Pragmatisches Security Controlling

Kann man Schutz und Sicherheit messen? Security Controlling ist ein Ansatz, für eine angemessene Kosten- und Leistungstransparenz zu sorgen.

Dieser Artikel beschreibt den Verlauf und ausgewählte Ergebnisse eines Forschungsprojekts, das von Sicherheitsverantwortlichen aus 20 Unternehmen des DAX 30 unterstützt wurde und das Konzept eines „Security Controllings“vorstellt. Zweck dieses Vorhabens war es, unter anderem herauszuarbeiten, wie Schutz (den man etabliert) und Sicherheit (die dadurch entsteht) gemessen und der Mehrwert der Corporate Security ermittelt werden können – und wie so ein „Security Controlling“ in DAX-Unternehmen bereits praktiziert wird.

Was ist Security Controlling?

Vereinfacht ausgedrückt geht es darum, in der betrieblichen Sicherheitsorganisation eine angemessene Kosten- und Leistungstransparenz zu gewährleisten. Für einen Chief Security Officer ist dies einerseits wichtig, um seinen Verantwortungsbereich bestmöglich managen zu können. Anderseits ist dies wichtig, wenn er seinen Stakeholdern zum Beispiel in der Unternehmensleitung aufzeigen möchte, warum er was tut, welches Ergebnis er dabei erzielt und wie sich dies auf die Geschäftsaktivitäten seines Unternehmens auswirkt.

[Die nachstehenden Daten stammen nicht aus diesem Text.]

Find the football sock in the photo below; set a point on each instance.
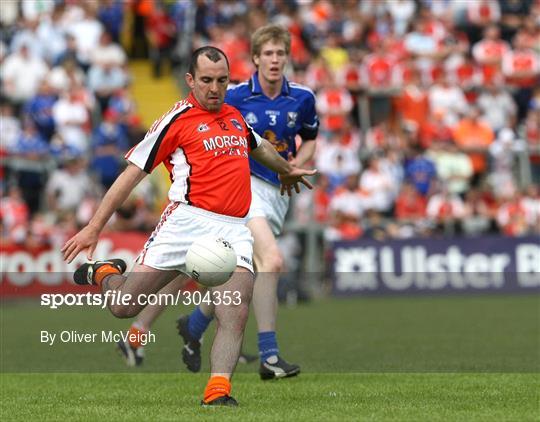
(217, 386)
(134, 335)
(104, 271)
(268, 345)
(198, 323)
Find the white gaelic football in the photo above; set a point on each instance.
(210, 260)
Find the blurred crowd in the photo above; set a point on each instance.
(429, 109)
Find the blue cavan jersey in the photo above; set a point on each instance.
(279, 120)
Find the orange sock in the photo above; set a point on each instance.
(134, 336)
(217, 387)
(104, 271)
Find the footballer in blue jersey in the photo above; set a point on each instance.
(278, 120)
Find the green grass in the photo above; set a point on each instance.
(429, 358)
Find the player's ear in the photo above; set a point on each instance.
(190, 80)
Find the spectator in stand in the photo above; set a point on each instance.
(111, 15)
(66, 75)
(446, 209)
(474, 136)
(334, 105)
(32, 148)
(87, 31)
(489, 53)
(349, 199)
(382, 136)
(14, 215)
(464, 72)
(109, 144)
(447, 99)
(161, 34)
(434, 130)
(412, 104)
(402, 12)
(336, 161)
(39, 110)
(410, 203)
(27, 35)
(531, 33)
(480, 14)
(420, 172)
(479, 217)
(104, 78)
(521, 67)
(454, 167)
(512, 216)
(377, 68)
(513, 15)
(422, 45)
(71, 53)
(314, 205)
(531, 205)
(502, 152)
(318, 73)
(69, 185)
(51, 33)
(107, 51)
(346, 208)
(497, 106)
(378, 187)
(10, 128)
(72, 120)
(21, 76)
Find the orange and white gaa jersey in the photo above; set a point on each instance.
(205, 153)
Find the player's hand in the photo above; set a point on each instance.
(293, 178)
(86, 239)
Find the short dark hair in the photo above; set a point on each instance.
(213, 53)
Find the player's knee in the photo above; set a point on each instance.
(272, 262)
(232, 318)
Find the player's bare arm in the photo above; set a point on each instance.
(87, 238)
(289, 175)
(305, 153)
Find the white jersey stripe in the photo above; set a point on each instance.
(143, 154)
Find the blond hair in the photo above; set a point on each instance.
(267, 33)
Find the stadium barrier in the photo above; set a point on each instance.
(432, 266)
(28, 272)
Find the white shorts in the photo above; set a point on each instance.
(267, 202)
(181, 224)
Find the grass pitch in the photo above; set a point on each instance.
(440, 358)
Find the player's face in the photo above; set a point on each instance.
(209, 84)
(271, 61)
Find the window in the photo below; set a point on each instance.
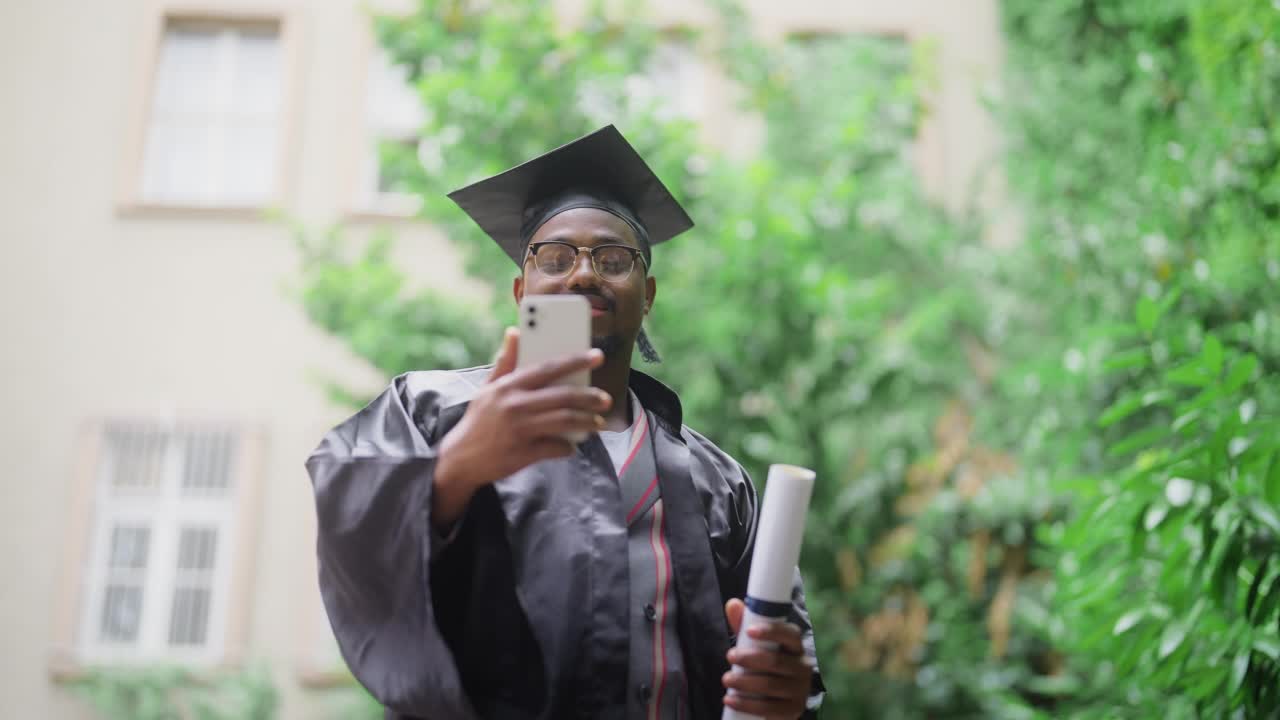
(675, 81)
(160, 543)
(214, 126)
(394, 118)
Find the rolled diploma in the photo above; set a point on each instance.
(777, 550)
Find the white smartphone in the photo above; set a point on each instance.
(554, 327)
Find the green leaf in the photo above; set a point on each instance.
(1141, 440)
(1272, 481)
(1211, 355)
(1133, 359)
(1225, 577)
(1155, 516)
(1128, 620)
(1120, 410)
(1173, 638)
(1267, 646)
(1240, 373)
(1239, 666)
(1191, 373)
(1264, 514)
(1256, 587)
(1147, 314)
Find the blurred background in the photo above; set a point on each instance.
(1005, 273)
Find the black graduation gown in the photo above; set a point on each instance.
(522, 614)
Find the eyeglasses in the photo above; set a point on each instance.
(612, 263)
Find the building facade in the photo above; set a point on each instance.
(161, 383)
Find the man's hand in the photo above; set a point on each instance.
(516, 419)
(773, 683)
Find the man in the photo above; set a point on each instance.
(475, 564)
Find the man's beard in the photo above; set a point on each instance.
(608, 343)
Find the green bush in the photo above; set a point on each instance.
(1144, 150)
(996, 531)
(178, 693)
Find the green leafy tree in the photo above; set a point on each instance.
(1143, 383)
(849, 368)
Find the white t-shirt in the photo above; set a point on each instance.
(618, 443)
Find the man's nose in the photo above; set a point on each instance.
(583, 273)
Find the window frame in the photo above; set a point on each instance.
(85, 551)
(159, 16)
(364, 200)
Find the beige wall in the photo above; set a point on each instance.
(105, 313)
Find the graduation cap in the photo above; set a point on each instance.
(597, 171)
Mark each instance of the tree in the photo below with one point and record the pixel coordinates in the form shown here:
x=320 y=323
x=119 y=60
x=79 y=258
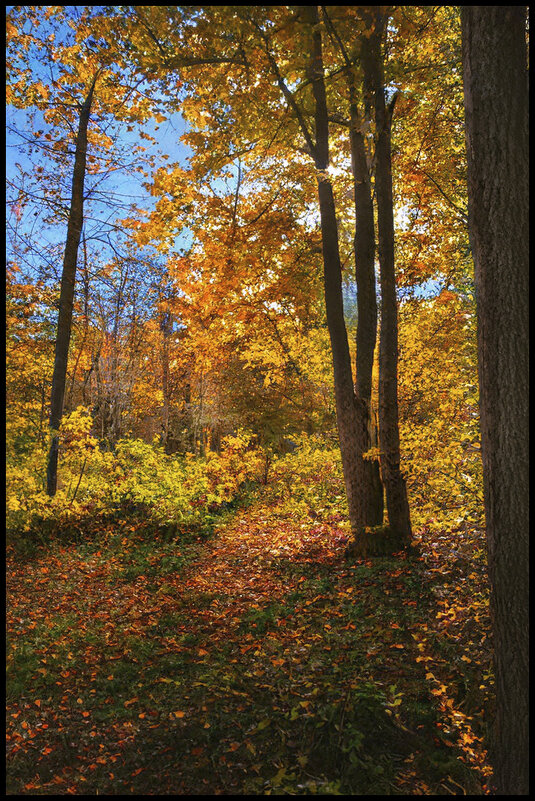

Die Ähnlichkeiten zum Qualitätsmanagement sind offensichtlich, denn auch hier geht es um die kontinuierliche Sammlung, Dokumentation, Auswertung und Diskussion relevanter, verlässlicher und zutreffender Informationen über die geleistete Arbeit und die erzielten Ergebnisse. Doch bevor ein derartiger Prozess beginnen kann, müssen die Beteiligten und ihre Stakeholder festlegen, was sie eigentlich wissen möchten – und sich über die relevanten Zusammenhänge und Kausalnetze verständigen.

Aufbau des Forschungsprojekts

Nach einer empirischen Vorstudie fand eine Expertenbefragung (Interviews und Fragebogen) statt, an der sich Sicherheitsverantwortliche aus folgenden Unternehmen beteiligten: BASF, Beiersdorf, BMW, Daimler, Deutsche Bank, Deutsche Börse, Deutsche Lufthansa, Deutsche Post DHL, Deutsche Telekom, E.ON, Heidelbergcement, Henkel, Infineon, K+S, MAN, Merck, Metro, Munich RE, RWE, Siemens.

Im Anschluss entstanden noch drei Fallstudien, in denen unter anderem die Erkenntnisse der DPDHL AG mit der Security Scorecard der DHL und die Methodik der Siemens AG zur Sicherstellung von Projekterfolg in High Risk Areas analysiert wurden.

Erkenntnisse

Das Projekt brachte eine Vielzahl von interessanten Erkenntnissen zur Praxis der Leistungsmessung und Wertbeitragsermittlung in den 20 DAX-Unternehmen. Zunächst gibt es in den befragten Unternehmen ein – implizit – gemeinsames Verständnis davon, wie Unternehmenssicherheit „funktioniert“. Die im Rahmen der Interviews gefundenen Zusammenhänge stellt das nachfolgende Security Performance Modell dar.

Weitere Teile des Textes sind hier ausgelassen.